How can I aggregate only on the hour component in Elasticsearch?-CodePudding

I have a variety of behavior data in a big Elasticsearch database, and I'd like to do some analysis. In particular, I want to look at repeat behaviors by the time of day, but not different days.

This is probably clearer with an example. Imagine that I have purchase data for a supermarket in an Elasticsearch index. That will have a date-time field that records the day, month, year, hour, minute, etc. someone made a purchase.

I want to figure out whether or not this given person has a habit or not. For instance, whether they always come to the store and buy something at 8:00 (the hour component of their purchase time is consistently the value 8) or they're not following a pattern (the hour component is highly variable). Maybe they come in on different days; I don't really care. I just want to know, if they come to the store, do they make that trip at a predictable time?

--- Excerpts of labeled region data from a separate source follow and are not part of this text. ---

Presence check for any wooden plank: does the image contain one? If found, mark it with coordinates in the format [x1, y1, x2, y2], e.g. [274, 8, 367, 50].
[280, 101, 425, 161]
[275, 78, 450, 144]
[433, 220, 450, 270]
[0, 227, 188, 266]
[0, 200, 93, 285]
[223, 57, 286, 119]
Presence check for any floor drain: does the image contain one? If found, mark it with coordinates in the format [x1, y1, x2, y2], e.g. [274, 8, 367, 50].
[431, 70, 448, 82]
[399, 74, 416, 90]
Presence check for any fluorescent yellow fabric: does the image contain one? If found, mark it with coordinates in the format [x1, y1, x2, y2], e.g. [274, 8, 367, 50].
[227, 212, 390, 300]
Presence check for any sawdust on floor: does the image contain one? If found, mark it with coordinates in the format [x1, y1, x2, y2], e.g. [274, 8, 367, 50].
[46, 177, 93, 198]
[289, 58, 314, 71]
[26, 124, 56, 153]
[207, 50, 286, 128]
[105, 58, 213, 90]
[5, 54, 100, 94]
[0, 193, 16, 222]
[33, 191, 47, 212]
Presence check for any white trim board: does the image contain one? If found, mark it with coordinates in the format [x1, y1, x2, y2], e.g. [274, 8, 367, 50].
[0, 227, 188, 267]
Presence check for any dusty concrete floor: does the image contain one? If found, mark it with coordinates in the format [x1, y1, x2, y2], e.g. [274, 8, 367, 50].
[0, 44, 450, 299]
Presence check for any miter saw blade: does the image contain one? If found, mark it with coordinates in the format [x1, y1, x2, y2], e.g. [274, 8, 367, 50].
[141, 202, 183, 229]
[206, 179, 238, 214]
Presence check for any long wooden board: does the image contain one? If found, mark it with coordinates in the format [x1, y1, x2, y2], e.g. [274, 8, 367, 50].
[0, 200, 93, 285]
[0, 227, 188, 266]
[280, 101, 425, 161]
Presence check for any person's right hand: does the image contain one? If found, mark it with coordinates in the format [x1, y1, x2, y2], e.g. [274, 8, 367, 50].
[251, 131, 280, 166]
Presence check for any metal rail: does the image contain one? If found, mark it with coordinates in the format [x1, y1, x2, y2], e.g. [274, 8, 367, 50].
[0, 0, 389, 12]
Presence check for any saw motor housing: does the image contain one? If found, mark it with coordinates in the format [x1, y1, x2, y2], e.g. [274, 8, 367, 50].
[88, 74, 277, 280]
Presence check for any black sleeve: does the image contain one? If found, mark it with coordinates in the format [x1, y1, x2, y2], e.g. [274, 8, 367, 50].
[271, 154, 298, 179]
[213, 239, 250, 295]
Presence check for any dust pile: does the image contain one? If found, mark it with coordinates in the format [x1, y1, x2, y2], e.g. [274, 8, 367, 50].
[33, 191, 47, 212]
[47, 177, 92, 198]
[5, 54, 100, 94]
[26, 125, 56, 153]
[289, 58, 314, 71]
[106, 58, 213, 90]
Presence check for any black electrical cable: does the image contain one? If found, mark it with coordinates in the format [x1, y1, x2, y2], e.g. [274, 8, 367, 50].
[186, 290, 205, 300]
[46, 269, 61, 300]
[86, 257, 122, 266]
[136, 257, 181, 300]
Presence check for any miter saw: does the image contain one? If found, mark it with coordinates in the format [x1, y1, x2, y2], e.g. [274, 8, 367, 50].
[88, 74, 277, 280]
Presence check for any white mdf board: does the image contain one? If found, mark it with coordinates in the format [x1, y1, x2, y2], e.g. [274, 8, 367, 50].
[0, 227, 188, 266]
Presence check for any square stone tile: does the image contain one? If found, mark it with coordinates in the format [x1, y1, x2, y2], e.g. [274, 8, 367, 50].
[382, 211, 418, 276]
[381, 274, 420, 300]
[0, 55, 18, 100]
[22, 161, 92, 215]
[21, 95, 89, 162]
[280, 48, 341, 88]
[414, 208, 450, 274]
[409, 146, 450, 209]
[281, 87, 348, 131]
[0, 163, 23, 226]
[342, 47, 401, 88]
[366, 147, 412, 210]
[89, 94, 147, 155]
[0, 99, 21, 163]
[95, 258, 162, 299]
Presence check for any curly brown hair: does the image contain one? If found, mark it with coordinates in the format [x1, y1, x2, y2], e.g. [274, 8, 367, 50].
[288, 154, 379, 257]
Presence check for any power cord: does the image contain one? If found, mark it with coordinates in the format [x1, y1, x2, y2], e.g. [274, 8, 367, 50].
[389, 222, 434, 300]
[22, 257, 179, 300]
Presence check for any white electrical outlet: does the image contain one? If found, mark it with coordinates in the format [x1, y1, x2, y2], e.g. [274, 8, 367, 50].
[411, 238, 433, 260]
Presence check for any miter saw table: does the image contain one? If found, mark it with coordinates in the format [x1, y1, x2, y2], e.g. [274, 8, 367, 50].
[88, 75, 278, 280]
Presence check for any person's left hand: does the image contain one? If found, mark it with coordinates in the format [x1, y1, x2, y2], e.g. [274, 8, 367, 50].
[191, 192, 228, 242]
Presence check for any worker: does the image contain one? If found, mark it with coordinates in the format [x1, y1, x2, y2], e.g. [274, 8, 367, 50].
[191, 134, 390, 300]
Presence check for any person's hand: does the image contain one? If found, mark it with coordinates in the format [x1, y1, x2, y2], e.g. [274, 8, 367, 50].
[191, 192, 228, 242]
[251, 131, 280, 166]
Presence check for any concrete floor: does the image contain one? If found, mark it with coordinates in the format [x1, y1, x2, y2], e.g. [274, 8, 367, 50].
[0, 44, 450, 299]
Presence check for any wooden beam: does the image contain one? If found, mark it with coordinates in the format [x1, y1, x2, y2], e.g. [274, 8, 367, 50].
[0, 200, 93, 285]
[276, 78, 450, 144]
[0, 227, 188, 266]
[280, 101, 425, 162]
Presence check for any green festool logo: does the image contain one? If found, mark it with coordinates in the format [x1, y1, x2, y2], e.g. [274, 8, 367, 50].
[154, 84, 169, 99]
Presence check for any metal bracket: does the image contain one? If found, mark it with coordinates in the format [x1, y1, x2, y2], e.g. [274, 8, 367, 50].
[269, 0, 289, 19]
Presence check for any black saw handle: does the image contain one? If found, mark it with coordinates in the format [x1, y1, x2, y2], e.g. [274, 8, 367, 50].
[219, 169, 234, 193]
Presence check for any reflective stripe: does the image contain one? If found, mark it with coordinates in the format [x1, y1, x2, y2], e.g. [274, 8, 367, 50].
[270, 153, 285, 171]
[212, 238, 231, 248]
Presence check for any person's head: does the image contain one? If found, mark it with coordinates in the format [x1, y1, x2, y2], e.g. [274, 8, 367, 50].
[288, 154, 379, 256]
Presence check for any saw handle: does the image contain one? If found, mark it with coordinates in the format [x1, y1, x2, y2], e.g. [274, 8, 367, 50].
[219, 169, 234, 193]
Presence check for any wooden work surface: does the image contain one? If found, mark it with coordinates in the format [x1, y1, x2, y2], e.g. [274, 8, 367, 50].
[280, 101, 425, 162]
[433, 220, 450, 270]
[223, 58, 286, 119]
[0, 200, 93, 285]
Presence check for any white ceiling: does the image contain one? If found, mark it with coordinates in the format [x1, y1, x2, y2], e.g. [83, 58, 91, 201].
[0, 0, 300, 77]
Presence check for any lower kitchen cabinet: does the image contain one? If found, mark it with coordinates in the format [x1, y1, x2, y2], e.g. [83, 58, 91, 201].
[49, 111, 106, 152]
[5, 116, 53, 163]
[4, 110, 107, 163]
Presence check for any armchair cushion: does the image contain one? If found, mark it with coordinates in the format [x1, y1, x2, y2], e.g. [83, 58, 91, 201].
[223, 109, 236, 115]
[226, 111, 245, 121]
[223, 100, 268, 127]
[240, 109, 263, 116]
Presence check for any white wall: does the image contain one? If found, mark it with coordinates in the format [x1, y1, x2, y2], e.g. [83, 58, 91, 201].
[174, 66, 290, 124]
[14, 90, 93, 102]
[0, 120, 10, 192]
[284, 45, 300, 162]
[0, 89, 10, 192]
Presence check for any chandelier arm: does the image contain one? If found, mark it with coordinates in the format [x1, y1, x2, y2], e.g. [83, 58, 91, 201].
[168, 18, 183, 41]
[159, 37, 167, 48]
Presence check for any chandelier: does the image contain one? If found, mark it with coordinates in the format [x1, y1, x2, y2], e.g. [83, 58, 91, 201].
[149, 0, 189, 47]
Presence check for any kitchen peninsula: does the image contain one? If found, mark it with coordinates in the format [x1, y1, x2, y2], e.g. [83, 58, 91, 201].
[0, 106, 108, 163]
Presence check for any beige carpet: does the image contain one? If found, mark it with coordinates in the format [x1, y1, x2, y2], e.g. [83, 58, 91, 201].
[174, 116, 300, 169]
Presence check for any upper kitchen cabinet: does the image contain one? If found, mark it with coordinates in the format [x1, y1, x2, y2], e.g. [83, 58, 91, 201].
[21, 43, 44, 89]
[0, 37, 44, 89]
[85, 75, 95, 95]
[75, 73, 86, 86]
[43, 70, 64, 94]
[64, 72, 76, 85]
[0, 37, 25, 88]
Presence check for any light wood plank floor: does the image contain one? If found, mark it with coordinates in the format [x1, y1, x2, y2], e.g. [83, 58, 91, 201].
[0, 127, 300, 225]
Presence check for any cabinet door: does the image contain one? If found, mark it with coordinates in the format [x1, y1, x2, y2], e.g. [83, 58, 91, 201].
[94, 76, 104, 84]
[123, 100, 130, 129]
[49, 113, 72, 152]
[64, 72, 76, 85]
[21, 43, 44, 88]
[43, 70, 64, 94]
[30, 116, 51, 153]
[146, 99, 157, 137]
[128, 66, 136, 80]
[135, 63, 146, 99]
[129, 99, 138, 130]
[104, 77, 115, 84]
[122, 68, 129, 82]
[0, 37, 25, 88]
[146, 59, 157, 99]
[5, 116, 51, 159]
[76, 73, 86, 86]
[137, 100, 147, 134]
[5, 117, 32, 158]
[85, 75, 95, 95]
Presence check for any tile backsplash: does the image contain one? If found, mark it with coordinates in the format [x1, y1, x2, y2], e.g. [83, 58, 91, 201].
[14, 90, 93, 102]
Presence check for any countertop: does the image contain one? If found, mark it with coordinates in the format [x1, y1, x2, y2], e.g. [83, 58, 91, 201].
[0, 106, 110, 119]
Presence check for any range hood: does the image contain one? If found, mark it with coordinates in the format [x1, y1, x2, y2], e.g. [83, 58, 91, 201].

Obviously I could figure this out by having Elasticsearch pull all the data, and then do the aggregation myself in post-processing code. Parse the dates, extract only the hour component, do my analysis.

Is there any way to do this "natively" in Elasticsearch with an aggregation query? I was unable to find anything obvious in the documentation.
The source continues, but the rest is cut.